2. The device according to claim 1, wherein said attachment portion comprises an aperture through said body.

3. The device according to claim 1, wherein said attachment portion is displaced from said axis of said shaft by a distance approximately equal to a length of said shaft.

4. The device according to claim 1, further comprising a fulcrum, defined by a medial edge of said stop surface, said fulcrum extending to said second end of said shaft.

5. The device according to claim 1, wherein said slat spacing is approximately{fraction (3/16)}″.

6. The device according to claim 1, wherein said slat nominal thickness is approximately {fraction (5/4)}″.

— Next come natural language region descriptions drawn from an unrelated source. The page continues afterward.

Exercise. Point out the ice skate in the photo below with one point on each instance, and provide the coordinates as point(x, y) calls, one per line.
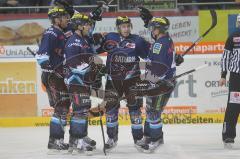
point(228, 143)
point(141, 143)
point(83, 145)
point(152, 146)
point(110, 144)
point(56, 146)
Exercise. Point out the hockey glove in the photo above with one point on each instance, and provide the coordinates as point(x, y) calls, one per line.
point(179, 59)
point(146, 15)
point(97, 38)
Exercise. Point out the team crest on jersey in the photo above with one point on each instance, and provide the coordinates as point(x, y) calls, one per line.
point(130, 45)
point(236, 39)
point(157, 48)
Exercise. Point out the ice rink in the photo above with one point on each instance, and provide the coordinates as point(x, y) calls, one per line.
point(181, 142)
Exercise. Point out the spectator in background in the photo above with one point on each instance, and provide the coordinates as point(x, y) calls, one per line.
point(9, 3)
point(182, 8)
point(36, 3)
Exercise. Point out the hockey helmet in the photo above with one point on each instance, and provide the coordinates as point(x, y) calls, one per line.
point(63, 2)
point(123, 20)
point(57, 12)
point(159, 22)
point(80, 19)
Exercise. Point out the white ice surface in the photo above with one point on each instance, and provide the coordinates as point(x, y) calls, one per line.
point(181, 142)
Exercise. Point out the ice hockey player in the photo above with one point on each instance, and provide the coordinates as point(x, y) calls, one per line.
point(95, 15)
point(124, 53)
point(230, 63)
point(50, 58)
point(162, 52)
point(79, 56)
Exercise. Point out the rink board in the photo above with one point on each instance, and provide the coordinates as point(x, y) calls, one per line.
point(123, 120)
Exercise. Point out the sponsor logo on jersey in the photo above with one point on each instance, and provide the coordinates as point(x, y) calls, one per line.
point(236, 39)
point(131, 45)
point(157, 48)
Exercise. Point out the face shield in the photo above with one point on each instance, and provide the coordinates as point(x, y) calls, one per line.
point(238, 21)
point(125, 29)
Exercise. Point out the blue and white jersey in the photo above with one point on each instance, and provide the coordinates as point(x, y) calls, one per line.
point(79, 56)
point(162, 51)
point(124, 54)
point(52, 47)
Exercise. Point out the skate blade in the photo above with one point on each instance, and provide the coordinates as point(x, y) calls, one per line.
point(80, 152)
point(228, 146)
point(56, 152)
point(110, 149)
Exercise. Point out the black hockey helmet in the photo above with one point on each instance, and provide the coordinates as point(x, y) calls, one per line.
point(80, 19)
point(123, 20)
point(63, 2)
point(159, 22)
point(56, 12)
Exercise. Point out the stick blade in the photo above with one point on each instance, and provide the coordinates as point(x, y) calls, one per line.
point(214, 18)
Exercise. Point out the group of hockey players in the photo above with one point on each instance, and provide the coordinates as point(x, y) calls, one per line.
point(67, 55)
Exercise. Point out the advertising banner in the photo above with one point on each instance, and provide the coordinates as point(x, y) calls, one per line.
point(18, 89)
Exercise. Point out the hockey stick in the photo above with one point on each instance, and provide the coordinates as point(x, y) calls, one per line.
point(190, 71)
point(105, 4)
point(214, 23)
point(101, 125)
point(148, 88)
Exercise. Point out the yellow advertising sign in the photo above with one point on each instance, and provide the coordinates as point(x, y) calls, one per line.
point(18, 96)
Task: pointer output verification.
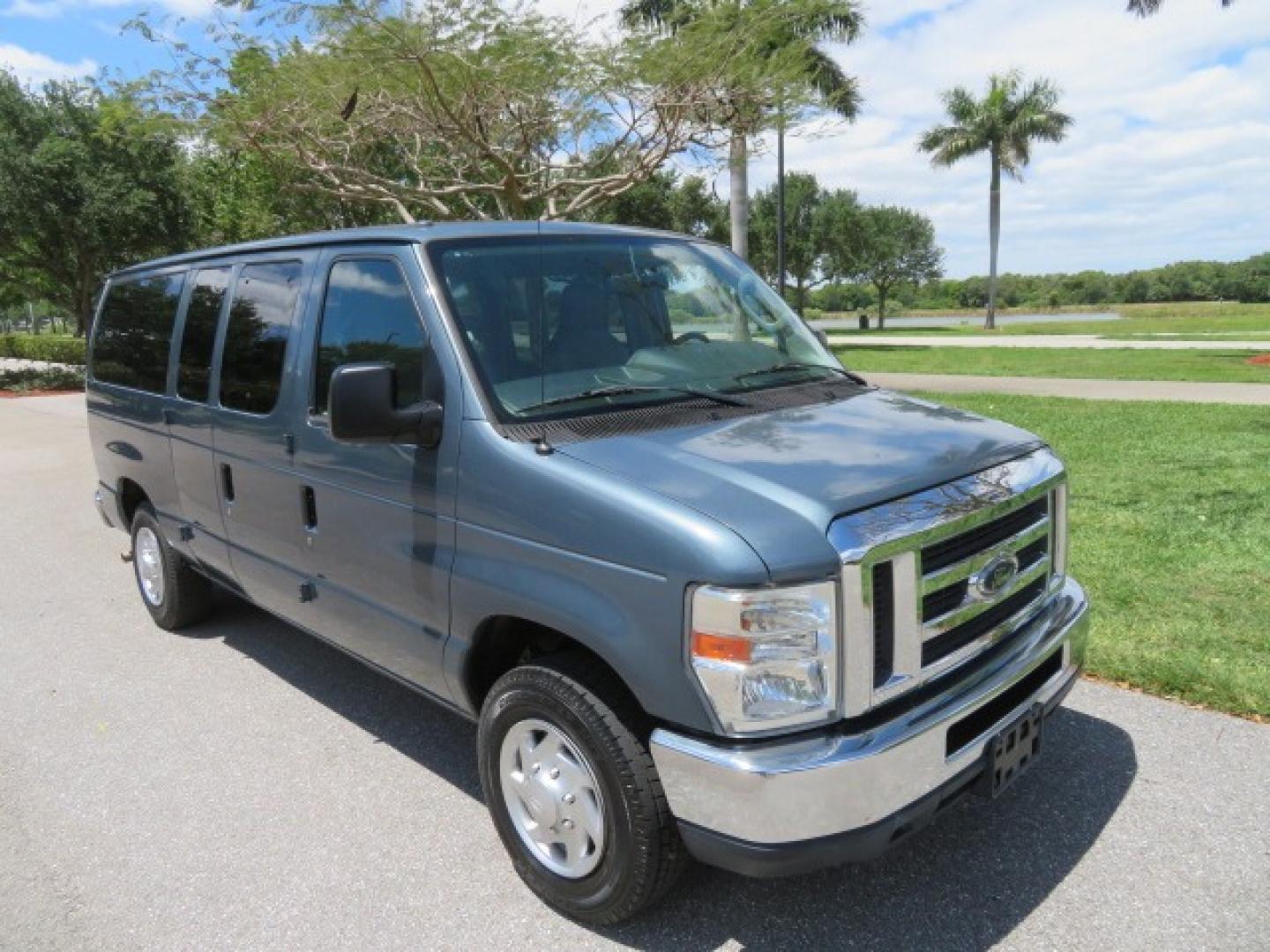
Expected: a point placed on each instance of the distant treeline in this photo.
(1186, 280)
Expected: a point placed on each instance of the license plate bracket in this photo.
(1012, 752)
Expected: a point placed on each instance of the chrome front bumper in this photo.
(775, 793)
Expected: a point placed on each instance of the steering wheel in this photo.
(692, 335)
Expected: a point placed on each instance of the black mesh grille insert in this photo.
(986, 621)
(884, 622)
(950, 551)
(1033, 553)
(944, 600)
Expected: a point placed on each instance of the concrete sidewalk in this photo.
(1048, 342)
(1169, 391)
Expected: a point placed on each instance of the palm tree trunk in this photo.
(738, 172)
(993, 240)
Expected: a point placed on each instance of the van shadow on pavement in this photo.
(963, 883)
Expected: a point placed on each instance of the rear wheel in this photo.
(574, 792)
(173, 591)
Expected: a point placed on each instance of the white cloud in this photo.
(36, 68)
(52, 9)
(1168, 158)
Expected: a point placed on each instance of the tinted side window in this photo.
(369, 315)
(256, 342)
(195, 374)
(133, 333)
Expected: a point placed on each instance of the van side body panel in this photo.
(130, 439)
(263, 521)
(380, 551)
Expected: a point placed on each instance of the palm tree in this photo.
(773, 58)
(1004, 123)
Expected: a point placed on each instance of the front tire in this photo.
(574, 792)
(172, 591)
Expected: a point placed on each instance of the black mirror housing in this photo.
(362, 410)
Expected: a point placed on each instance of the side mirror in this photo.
(362, 412)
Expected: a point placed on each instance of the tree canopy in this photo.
(885, 247)
(444, 108)
(92, 182)
(1005, 122)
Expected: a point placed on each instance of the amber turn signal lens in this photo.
(721, 648)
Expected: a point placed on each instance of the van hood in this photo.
(779, 479)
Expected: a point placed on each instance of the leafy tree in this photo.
(90, 182)
(664, 202)
(885, 247)
(438, 109)
(1148, 8)
(1004, 123)
(805, 219)
(764, 63)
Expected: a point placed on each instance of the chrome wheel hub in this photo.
(147, 555)
(553, 798)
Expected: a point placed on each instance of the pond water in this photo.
(957, 320)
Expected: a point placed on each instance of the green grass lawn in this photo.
(1198, 317)
(1169, 532)
(1044, 362)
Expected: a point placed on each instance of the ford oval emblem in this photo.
(995, 577)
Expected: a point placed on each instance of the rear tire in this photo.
(573, 698)
(172, 589)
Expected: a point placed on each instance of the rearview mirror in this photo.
(362, 410)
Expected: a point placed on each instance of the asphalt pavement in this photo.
(242, 786)
(1045, 342)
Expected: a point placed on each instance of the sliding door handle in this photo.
(309, 507)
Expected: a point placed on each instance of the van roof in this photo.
(418, 231)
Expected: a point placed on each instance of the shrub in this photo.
(28, 346)
(49, 378)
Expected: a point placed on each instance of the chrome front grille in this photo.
(934, 580)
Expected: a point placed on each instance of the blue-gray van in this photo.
(705, 591)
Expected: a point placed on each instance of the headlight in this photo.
(766, 658)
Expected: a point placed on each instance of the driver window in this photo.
(369, 315)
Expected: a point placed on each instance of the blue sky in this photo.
(1169, 159)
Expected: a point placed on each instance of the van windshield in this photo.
(563, 325)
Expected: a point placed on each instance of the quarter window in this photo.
(133, 333)
(369, 315)
(195, 372)
(256, 342)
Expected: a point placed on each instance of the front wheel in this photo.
(173, 591)
(574, 792)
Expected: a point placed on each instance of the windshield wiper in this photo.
(624, 389)
(796, 366)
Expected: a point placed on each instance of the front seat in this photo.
(582, 339)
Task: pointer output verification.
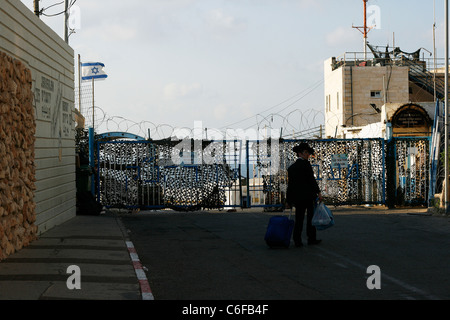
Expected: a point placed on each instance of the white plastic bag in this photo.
(322, 218)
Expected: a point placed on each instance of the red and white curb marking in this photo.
(142, 278)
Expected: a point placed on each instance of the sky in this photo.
(228, 64)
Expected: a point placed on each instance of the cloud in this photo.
(224, 24)
(342, 36)
(175, 90)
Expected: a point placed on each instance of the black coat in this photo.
(302, 185)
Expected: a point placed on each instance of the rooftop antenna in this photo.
(365, 29)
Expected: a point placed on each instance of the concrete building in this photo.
(364, 98)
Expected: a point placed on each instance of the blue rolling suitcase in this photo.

7. The device according to claim 1, wherein said shaft is about 1.25″, said axially elongated portion and said stop surface each extend at least 0.75″ from said shaft in each of opposite directions, at right angles to said stabilizer, and said stabilizer extends at least 0.50″ into a space between the slats.

8. The device according to claim 1, wherein said device is integral and formed of a metal.

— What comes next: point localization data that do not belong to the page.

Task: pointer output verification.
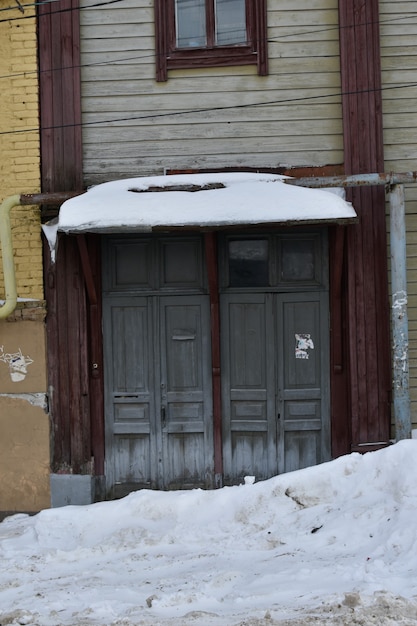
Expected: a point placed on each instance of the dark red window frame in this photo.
(168, 56)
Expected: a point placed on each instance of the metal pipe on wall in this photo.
(7, 256)
(399, 316)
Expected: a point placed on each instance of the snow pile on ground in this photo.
(332, 544)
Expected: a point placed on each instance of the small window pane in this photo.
(230, 22)
(298, 260)
(248, 263)
(190, 19)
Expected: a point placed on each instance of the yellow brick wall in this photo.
(19, 143)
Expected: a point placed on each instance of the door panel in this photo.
(249, 428)
(158, 393)
(186, 398)
(274, 383)
(303, 402)
(129, 394)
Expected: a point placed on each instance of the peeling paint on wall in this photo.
(35, 399)
(303, 343)
(17, 362)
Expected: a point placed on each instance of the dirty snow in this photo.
(245, 198)
(331, 544)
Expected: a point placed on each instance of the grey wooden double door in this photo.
(158, 368)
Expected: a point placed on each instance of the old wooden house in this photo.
(134, 88)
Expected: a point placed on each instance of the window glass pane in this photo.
(298, 260)
(248, 263)
(190, 20)
(230, 21)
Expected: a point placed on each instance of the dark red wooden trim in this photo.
(366, 268)
(87, 270)
(170, 57)
(96, 365)
(60, 99)
(213, 280)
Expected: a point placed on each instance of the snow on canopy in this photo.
(199, 200)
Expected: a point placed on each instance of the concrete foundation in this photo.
(69, 489)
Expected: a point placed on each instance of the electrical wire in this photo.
(133, 118)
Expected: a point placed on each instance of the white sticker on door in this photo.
(303, 343)
(17, 362)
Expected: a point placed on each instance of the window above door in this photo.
(206, 33)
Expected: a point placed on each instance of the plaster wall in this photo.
(24, 422)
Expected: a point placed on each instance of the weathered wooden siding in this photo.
(398, 24)
(216, 117)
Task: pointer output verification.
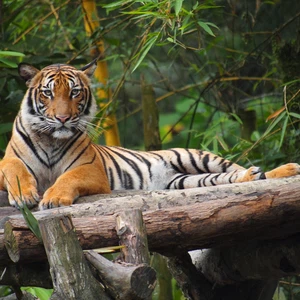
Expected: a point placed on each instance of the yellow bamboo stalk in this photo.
(91, 23)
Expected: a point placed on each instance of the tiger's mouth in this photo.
(63, 132)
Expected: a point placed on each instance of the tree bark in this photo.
(124, 282)
(132, 234)
(71, 276)
(33, 274)
(205, 224)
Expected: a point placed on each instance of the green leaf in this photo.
(274, 123)
(11, 53)
(283, 131)
(145, 50)
(40, 293)
(295, 115)
(178, 5)
(7, 63)
(205, 27)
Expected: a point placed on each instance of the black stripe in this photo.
(128, 181)
(117, 167)
(170, 183)
(28, 141)
(215, 178)
(67, 146)
(205, 162)
(140, 156)
(88, 102)
(181, 182)
(28, 167)
(111, 179)
(31, 111)
(175, 168)
(130, 162)
(179, 161)
(194, 162)
(203, 179)
(76, 158)
(230, 181)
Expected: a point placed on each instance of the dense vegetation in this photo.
(225, 73)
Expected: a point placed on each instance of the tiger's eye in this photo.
(75, 92)
(47, 93)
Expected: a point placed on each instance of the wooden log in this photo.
(71, 276)
(124, 282)
(193, 284)
(33, 274)
(132, 233)
(204, 224)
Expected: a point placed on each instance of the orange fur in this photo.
(50, 153)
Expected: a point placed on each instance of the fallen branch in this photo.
(218, 222)
(124, 281)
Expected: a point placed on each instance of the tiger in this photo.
(51, 160)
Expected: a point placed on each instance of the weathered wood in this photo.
(132, 233)
(71, 276)
(204, 224)
(124, 282)
(22, 245)
(33, 274)
(193, 283)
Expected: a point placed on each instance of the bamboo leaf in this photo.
(273, 124)
(178, 5)
(206, 28)
(145, 50)
(283, 131)
(295, 115)
(11, 53)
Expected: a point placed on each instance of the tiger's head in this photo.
(59, 101)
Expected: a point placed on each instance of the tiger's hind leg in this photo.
(19, 183)
(287, 170)
(183, 181)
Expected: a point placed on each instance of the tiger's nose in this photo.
(62, 118)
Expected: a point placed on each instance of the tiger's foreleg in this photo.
(183, 181)
(18, 181)
(83, 180)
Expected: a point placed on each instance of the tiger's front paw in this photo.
(53, 198)
(251, 174)
(28, 196)
(287, 170)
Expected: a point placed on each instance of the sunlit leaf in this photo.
(275, 114)
(178, 5)
(145, 50)
(206, 28)
(11, 53)
(283, 130)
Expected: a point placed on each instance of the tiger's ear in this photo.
(27, 72)
(90, 68)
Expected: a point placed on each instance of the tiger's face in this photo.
(58, 101)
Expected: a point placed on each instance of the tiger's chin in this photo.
(62, 133)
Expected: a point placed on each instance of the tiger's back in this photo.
(52, 157)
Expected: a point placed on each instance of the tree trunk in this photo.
(222, 222)
(71, 276)
(124, 282)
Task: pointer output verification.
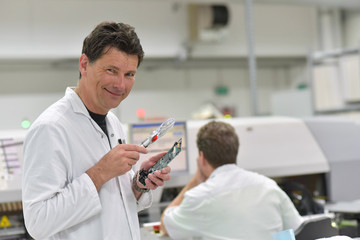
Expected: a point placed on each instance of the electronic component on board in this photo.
(163, 162)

9. The device according to claim 1, wherein said device is injection molded from a polymer.

10. The device according to claim 1, wherein said device is formed of an ultraviolet stabilized glass filled polymer.

11. The device according to claim 1, wherein said device is formed from an injection molded engineered region.

12. The device according to claim 1, wherein said device comprises a formed wire.

13. The device according to claim 1, wherein said device is formed as a composite of a high tensile strength element within said shaft and an over-molded body.

14. A tie down device for coupling a strap to a deck formed of spaced parallel slats, comprising:

(a) a high tensile strength shaft, adapted for insertion between slats;

(b) an extension from said shaft at right angles to an axis of said shaft, adapted to extend least a spacing width of the slats from said axis;

(c) a fulcrum, at an end of said shaft opposite said extension, merging into a stop surface and extending from said shaft along an axis parallel to said extension;

(d) an attachment portion located axially displaced from a centerline of said shaft; and

(e) a stabilizer, extending from said stop surface toward said extension, on an opposite side of said fulcrum with respect to said attachment portion, at right angles to said fulcrum and at right angles to said shaft, adapted to extend into a space between the slats when a force is applied to said attachment portion and to potentially clear the space between the slats when no force is applied.

15. The device according to claim 14, formed as an integral unit of a molded polymer.